Limestone: Made up of calcium carbonate & calcium magnesium carbonate
Dolomite: Provides magnesium
Elemental Sulfur: Direct sulfur source

Micronutrient Raw Materials

While only making up around 1% of blends, micronutrients serve as essential cofactors driving plant enzyme activity and protein synthesis.

Micronutrients consist of boron, chlorine, copper, iron, manganese, molybdenum, nickel and zinc.

The raw materials derive from supplementing:

• Mineral ores like hematite
• Industrial metal byproducts
• Naturally concentrated trace mineral sources

That covers the common secondary nutrient and micronutrient raw materials blended into fertilizers!

Other Key Ingredients & Materials

Aside from the key macro/micronutrients already outlined, fertilizer production also relies on a few additional materials, including:

Binders & Fillers

Unreactive fillers make fertilizers easier to apply as a dust-free solid. Binders also minimize moisture absorption in storage.

Typical fillers consist of limestone, lignite, and iron sulfate.
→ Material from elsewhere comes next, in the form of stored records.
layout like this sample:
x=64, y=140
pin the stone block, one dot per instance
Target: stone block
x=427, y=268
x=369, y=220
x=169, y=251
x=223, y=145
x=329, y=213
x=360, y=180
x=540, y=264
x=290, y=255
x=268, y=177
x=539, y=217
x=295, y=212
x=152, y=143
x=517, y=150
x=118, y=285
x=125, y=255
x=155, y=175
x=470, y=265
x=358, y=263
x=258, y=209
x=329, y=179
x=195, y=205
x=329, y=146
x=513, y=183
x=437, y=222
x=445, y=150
Natural fossilized phosphate, gypsum, and potassium magnesium sulfate also find use.

Coatings

Controlled release coatings serve an important role in granular fertilizers. These protective polymer layers regulate the speed of nutrient dissolution based on soil moisture and temperature. The objective is keeping nutrients available over a sustained period.

Polymer types often consist of plastic resins combined with sulfur, synthetic rubber, or vegetable oils. This tailors coating durability depending on the desired release rate.

Anti-Caking Agents

As granular fertilizers sit in storage, moisture and pressure can cause clumping. Anti-caking compounds prevent this through stabilizing agents, coatings, or crystal size/shape manipulation.
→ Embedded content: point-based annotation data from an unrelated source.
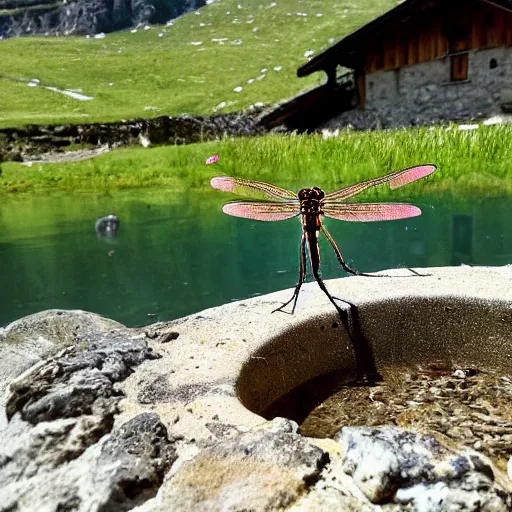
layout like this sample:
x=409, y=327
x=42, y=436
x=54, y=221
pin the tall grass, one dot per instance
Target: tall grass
x=475, y=162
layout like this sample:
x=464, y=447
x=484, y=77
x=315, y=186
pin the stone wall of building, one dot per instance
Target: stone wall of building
x=423, y=93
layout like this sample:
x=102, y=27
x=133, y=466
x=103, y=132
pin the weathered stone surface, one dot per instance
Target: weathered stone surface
x=391, y=464
x=104, y=425
x=79, y=380
x=25, y=342
x=60, y=466
x=266, y=469
x=86, y=16
x=16, y=143
x=423, y=94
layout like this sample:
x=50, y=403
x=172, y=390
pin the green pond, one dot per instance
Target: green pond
x=177, y=254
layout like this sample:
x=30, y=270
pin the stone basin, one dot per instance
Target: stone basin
x=178, y=410
x=457, y=317
x=242, y=363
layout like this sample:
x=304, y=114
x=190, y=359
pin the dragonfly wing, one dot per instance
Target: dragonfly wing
x=368, y=212
x=395, y=179
x=247, y=187
x=266, y=211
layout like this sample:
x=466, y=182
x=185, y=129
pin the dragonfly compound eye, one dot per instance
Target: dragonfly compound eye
x=318, y=193
x=304, y=193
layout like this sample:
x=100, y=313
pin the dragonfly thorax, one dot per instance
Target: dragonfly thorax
x=311, y=200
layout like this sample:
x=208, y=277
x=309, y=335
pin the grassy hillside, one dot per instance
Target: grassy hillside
x=470, y=163
x=191, y=67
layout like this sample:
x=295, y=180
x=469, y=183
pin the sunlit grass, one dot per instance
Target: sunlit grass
x=477, y=162
x=143, y=75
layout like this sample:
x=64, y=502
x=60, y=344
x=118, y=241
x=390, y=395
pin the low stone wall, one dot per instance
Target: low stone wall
x=36, y=139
Common anti-caking materials consist of stearates, shale, gypsum, diatomaceous earths, silicas, and other crumbling minerals. These non-reactive substances separate fertilizer granules.
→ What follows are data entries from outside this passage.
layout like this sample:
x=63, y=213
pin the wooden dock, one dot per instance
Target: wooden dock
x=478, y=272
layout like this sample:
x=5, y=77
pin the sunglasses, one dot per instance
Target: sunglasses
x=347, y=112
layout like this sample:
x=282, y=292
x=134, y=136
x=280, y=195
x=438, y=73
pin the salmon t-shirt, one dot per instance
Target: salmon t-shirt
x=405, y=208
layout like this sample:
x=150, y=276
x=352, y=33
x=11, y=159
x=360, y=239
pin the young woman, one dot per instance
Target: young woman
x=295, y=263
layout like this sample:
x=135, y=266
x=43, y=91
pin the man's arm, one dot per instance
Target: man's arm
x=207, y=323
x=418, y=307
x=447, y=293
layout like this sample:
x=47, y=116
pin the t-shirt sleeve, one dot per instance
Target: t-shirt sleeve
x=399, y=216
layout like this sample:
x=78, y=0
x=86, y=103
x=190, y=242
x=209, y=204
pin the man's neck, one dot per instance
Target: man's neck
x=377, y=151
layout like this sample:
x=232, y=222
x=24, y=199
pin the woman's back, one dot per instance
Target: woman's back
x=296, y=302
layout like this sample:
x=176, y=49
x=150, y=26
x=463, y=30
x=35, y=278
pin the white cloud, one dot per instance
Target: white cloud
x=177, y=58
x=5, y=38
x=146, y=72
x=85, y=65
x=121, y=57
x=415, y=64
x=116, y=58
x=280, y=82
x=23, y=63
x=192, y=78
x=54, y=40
That sums up some other essential ingredients that enable efficient fertilizer production and handling!

The Bottom Line

• The main raw materials for fertilizer production consist of nitrogen compounds, phosphates, and potassium salts providing primary macronutrients.
• These originate from sources like phosphate rock mining, atmospheric separation, and extensive chemical processing and synthesis.
• Secondary nutrients and micronutrients represent a smaller but equally critical component supporting plant development, enzyme function, and stress tolerance.
• Additional raw materials like mineral fillers, polymer coatings, anti-caking additives play a role improving production, handling, and nutrient release characteristics.

So while the farming field is where fertilizers demonstrate their invaluable impact, it takes a vast industry harnessing resources globally to deliver the essential plant nutrients improving harvests.

Now that you know the raw materials backbone enabling fertilizers, you can better appreciate the science powering our food production system!